Have lived in U.S. for over 50 years, yet because of my Chinese root, I am always attuned to what happens in China. I avidly read all books about China and Chinese history. From Edgar Snow, William Hinton, to various China experts. From People’s Daily to New York Times about recent events. I consider my schooling up to 8th grade in Shanghai during the 50s as inoculation against biases against China. Last month in one of the comments Ray recommended guancha.cn for better sourcing about China. I have been reading it everyday since and suddenly I am awakened like the character in the “Body Snatcher” movies that I have been consciously or subconsciously blinded to what’s happening. Unlike Borg in the “Star Trek” TV series, Capitalism doesn’t act immediately by just touching you, yet it acts slowly and inexorably with the same motto, “Resistance is futile, you will be assimilated.”.

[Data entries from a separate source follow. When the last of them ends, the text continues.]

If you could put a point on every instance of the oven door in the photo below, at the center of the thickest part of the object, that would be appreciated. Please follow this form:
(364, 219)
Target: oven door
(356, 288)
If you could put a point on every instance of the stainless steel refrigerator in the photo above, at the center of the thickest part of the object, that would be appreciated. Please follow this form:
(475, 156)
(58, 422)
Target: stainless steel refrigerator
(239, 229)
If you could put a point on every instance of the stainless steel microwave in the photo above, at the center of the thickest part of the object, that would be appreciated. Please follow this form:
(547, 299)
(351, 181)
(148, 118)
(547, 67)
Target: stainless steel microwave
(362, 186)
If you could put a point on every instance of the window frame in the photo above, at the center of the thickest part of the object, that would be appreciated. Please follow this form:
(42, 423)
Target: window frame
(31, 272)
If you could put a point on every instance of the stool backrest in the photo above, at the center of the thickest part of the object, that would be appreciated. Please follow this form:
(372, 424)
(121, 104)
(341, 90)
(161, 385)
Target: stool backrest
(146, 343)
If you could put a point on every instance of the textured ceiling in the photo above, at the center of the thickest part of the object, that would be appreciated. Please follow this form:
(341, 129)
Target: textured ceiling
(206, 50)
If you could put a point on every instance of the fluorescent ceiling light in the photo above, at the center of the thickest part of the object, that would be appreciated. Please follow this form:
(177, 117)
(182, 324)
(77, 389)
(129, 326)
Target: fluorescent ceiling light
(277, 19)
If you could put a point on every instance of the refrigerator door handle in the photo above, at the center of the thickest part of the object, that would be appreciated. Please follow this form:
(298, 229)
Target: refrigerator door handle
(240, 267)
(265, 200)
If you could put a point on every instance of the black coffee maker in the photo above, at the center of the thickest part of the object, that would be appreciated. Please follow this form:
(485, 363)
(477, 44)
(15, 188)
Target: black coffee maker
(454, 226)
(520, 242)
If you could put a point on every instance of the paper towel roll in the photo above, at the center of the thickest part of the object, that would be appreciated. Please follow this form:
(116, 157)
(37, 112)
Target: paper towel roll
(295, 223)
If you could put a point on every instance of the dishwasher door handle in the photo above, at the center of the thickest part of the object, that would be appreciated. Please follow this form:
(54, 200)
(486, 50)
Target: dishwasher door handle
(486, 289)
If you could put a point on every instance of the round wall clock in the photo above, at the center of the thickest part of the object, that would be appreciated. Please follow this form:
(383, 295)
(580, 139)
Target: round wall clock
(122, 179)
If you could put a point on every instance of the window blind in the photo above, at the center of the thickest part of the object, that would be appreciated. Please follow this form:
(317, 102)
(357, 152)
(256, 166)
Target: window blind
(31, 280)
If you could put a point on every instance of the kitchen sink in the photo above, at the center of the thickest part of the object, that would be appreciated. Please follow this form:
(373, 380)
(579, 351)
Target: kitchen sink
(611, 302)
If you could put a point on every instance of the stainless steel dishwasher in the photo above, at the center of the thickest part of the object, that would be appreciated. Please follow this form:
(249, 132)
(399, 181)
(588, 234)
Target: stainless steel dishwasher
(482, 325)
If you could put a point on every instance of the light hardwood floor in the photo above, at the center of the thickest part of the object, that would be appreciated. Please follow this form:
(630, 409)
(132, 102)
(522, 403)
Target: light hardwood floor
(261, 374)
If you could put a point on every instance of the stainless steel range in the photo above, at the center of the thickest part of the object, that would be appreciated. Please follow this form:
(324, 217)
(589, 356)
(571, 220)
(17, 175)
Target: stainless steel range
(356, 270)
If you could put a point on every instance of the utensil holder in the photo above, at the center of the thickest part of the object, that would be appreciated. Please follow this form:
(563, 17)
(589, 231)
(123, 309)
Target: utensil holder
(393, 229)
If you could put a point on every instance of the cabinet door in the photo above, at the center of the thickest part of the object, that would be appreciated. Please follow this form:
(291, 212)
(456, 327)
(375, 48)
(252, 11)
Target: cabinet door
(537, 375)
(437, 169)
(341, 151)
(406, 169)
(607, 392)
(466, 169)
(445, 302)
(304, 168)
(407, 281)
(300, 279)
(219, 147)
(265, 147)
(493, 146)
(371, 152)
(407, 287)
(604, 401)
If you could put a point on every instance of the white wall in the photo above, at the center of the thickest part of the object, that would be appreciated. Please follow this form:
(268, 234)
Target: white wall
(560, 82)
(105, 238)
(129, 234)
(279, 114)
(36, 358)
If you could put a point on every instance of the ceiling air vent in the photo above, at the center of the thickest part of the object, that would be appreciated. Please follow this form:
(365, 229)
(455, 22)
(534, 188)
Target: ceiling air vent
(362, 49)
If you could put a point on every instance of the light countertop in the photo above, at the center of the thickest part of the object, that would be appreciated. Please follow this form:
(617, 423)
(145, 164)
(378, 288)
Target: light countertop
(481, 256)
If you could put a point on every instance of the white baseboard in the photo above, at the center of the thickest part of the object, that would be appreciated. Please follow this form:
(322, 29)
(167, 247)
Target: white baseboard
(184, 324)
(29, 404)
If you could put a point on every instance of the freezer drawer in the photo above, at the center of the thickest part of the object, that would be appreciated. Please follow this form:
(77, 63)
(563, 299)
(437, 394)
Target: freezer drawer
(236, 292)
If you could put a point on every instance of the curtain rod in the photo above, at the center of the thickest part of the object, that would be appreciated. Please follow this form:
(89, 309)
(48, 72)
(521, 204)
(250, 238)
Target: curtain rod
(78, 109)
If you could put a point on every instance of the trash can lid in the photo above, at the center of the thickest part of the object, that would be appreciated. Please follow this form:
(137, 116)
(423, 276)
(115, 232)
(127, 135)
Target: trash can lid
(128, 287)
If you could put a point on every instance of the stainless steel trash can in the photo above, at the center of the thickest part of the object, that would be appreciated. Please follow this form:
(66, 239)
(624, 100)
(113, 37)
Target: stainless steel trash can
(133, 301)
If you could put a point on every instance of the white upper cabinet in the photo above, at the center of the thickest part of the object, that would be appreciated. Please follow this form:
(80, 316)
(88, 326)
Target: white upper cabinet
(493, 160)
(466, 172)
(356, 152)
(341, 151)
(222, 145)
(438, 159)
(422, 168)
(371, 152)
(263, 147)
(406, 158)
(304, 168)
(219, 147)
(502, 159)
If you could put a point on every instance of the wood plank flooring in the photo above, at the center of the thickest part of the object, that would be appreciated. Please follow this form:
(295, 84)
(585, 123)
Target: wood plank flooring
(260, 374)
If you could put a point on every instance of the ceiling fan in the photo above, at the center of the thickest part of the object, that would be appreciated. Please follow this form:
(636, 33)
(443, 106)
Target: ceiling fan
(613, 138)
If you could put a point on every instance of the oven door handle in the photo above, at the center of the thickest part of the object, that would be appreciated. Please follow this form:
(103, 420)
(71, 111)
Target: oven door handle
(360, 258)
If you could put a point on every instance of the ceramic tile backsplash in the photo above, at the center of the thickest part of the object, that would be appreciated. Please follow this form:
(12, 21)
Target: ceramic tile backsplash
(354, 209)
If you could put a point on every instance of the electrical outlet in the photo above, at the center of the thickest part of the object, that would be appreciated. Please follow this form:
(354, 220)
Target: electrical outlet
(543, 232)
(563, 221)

Reading guancha.cn I realize left is very much alive in China, there are a diversity of opinions and views fiercely debating on the direction of the country. That Eric Li gave a speech in Tsinghua University on meritocracy and there were critiques from both right and left, that a French Chinese gave a question and answer session at Jinan Art Institute where students asked questions about events in 89 and Occupy Central, that those students are not ignoramus or totally censored as NYT led you to believe. That Xi and politburo met to study dialectic materialism to counter corruption. Hell. they even have Paul Krugman gave a speech in Shanghai recycling his view Chinese economy will crash and rebuttals. And the comments are much better informed and wittier than the comments in NYT. One comment on the politburo article recommended they restudy “Communist Manifesto”.
JackTan says
guancha.cn is indeed a very information-rich and insightful current affairs site. They’re generally on the center-to-left side of the political spectrum. I’ve been following them since the very beginning. They’re only getting better and better.